An exception occurs when mapping raw data to dict leaving the Dataset in an 
incomplete and invalid state.

What version of the product are you using?
Pydicom 0.9.7
IronPython 2.7

***NOTE***: any text or attached files posted with the issue can be viewed
by anyone. You are solely responsible to ensure that they contain no
confidential information of any kind.

Please provide any additional information below.

Issue results from raw unicode data being typed as, 'str'.  Then the conversion 
to str fails with an unhandled exception.

I don't have patch tool.  below is modified valuerep.py:MultiString 
implementation to resolve issue.

def MultiString(val, valtype=str):
    """Split a string by delimiters if there are any

    val -- DICOM string to split up
    valtype -- default str, but can be e.g. UID to overwrite to a specific type
    """
    # Remove trailing blank used to pad to even length
    #2005.05.25: also check for trailing 0, error made in PET files we are converting
    if val and (val.endswith(' ') or val.endswith('\x00')):
        val = val[:-1]

    # XXX --> simpler version python > 2.4   splitup = [valtype(x) if x else x for x in val.split("\\")]
    splitup = []
    for subval in val.split("\\"):
        if subval:
            if isinstance(val, unicode):
                splitup.append(unicode(subval))
            else:
                splitup.append(valtype(subval))
        else:
            splitup.append(subval)
    if len(splitup) == 1:
        return splitup[0]
    else:
        return MultiValue(valtype, splitup)

Original issue reported on code.google.com by j...@computer.org on 23 Apr 2012 at 4:02

Attachments:

GoogleCodeExporter commented 9 years ago
Thanks for the issue and sample file.

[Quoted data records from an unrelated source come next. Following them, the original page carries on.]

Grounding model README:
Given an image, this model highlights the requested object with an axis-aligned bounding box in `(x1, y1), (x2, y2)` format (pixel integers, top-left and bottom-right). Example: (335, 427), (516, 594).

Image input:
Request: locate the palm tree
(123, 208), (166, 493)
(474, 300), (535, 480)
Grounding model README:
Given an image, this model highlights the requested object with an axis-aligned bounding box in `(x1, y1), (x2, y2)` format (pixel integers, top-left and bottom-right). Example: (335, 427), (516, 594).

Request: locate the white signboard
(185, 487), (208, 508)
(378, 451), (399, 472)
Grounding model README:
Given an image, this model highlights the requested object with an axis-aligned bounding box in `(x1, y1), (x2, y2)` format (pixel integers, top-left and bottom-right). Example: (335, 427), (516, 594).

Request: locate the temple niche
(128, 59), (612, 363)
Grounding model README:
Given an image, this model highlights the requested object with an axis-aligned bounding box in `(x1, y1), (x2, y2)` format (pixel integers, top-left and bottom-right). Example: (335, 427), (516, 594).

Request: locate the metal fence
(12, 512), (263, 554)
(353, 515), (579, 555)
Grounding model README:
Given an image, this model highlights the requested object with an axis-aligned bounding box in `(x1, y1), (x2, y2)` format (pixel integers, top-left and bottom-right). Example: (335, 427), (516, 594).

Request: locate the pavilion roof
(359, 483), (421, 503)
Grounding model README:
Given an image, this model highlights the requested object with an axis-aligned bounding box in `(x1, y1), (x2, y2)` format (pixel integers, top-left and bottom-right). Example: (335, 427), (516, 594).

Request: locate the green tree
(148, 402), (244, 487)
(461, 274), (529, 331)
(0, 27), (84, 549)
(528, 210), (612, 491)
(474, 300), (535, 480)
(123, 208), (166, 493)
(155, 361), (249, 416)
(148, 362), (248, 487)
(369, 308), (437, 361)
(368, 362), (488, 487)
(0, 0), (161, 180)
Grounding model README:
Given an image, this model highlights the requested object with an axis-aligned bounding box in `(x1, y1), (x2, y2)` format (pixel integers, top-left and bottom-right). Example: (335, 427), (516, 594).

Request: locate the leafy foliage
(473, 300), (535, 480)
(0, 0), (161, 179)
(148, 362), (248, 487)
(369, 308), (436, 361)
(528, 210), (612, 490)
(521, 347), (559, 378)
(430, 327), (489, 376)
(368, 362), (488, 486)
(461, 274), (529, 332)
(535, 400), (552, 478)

However, on python 2.7, I don't see this 
error after running the steps to generate the problem. In regular python, val 
should never be unicode. A quick search shows that (at least some time ago) 
IronPython did everything in unicode, so the error is probably unique to 
IronPython.

Hmmm... so what to do... I'm not convinced this is the only place where unicode 
would cause a problem. Even in the python 3 version of pydicom, I expect val 
will come into MultiString as bytes (but probably will be converted inside).

I'll think about this. Meanwhile, the code fix above may not be quite right -- 
it doesn't check valtype before dealing with the unicode. As noted in the 
comments, valtype could be something like UID. Is it str(val) that is causing 
the problem when val is unicode? If so, then a solution that should work would 
be just to change valtype from str if necessary. This check after the trailing 
blank part should work:

if isinstance(val, unicode) and valtype == str:
   valtype = unicode    # or even a null function that does nothing should work

That would also work with the new list comprehension line for python >2.4.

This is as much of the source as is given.